The U.S. Treasury warned that failure to raise that debt ceiling could spark a new recession even worse than the one Americans are still recovering from.
Obama laid the blame Thursday at the feet of the Republican leader of the House. He cast Speaker John Boehner as a captive of a small band of conservative activists who want to extract concessions in exchange for passing the short term spending bill that would restart the government.
"The only thing preventing people from going back to work and basic research starting back up and farmers and small business owners getting their loans, the only thing that is preventing all that from happening right now, today, in the next five minutes is that Speaker John Boehner won't even let the bill get a yes or no vote because he doesn't want to anger the extremists in his party," Obama said.
Boehner swiftly shot back, criticizing Obama and his "my-way-or-the-highway approach." Boehner said that if the president would negotiate to fix flaws in "Obamacare," the shutdown could end.
"The president's insistence on steamrolling ahead with this flawed program is irresponsible," he said.
The exchange came a day after a White House meeting between Obama and congressional leaders yielded no progress.
At issue is the sweeping overhaul of the U.S. health care system that is the centerpiece of Obama's domestic policy agenda. The 3-year-old law is designed to extend insurance to millions of Americans without coverage. Republicans led by a core of conservatives aligned with the small-government tea party movement argue the plan is costing jobs and intruding on private decision-making by requiring Americans to have health insurance.

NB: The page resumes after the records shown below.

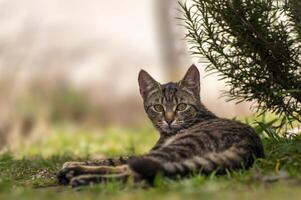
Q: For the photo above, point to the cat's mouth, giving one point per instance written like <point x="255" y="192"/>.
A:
<point x="169" y="128"/>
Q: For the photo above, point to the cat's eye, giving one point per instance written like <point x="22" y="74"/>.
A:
<point x="158" y="108"/>
<point x="181" y="106"/>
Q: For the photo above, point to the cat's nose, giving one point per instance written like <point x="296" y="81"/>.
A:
<point x="169" y="117"/>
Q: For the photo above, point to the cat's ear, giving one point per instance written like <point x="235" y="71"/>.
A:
<point x="191" y="80"/>
<point x="146" y="83"/>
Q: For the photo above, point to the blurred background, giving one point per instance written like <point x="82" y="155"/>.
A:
<point x="76" y="62"/>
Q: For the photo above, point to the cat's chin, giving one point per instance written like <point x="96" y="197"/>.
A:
<point x="169" y="130"/>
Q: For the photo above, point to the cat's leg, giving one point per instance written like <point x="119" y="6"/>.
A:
<point x="106" y="166"/>
<point x="123" y="175"/>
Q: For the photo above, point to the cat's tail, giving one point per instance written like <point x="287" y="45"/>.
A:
<point x="233" y="158"/>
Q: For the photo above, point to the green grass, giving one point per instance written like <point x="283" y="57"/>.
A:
<point x="29" y="172"/>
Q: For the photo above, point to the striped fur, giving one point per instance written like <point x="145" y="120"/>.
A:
<point x="192" y="139"/>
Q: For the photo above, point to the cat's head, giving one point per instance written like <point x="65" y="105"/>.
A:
<point x="171" y="106"/>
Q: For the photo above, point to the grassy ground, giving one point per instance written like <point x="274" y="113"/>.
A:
<point x="30" y="172"/>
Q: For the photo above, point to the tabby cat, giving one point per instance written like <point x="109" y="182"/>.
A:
<point x="192" y="139"/>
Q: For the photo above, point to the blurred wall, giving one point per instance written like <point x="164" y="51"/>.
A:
<point x="97" y="47"/>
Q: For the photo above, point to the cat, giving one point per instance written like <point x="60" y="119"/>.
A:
<point x="192" y="139"/>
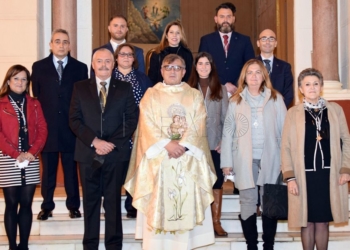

The shutdown is keeping hundreds of thousands of federal workers home and affecting Americans in ways large and small. Scores of government programs, from feeding pregnant women to staffing call centers at the federal tax agency, were disrupted. Obama truncated a long-planned trip to Asia.
The shutdown itself is estimated to trim only about 0.2 percent of the U.S. gross domestic product each week. But that could grow worse if the impasse begins to erode consumer and business confidence.
The U.S. stock market sank to its lowest level in a month Thursday, while indexes in Germany and France also fell.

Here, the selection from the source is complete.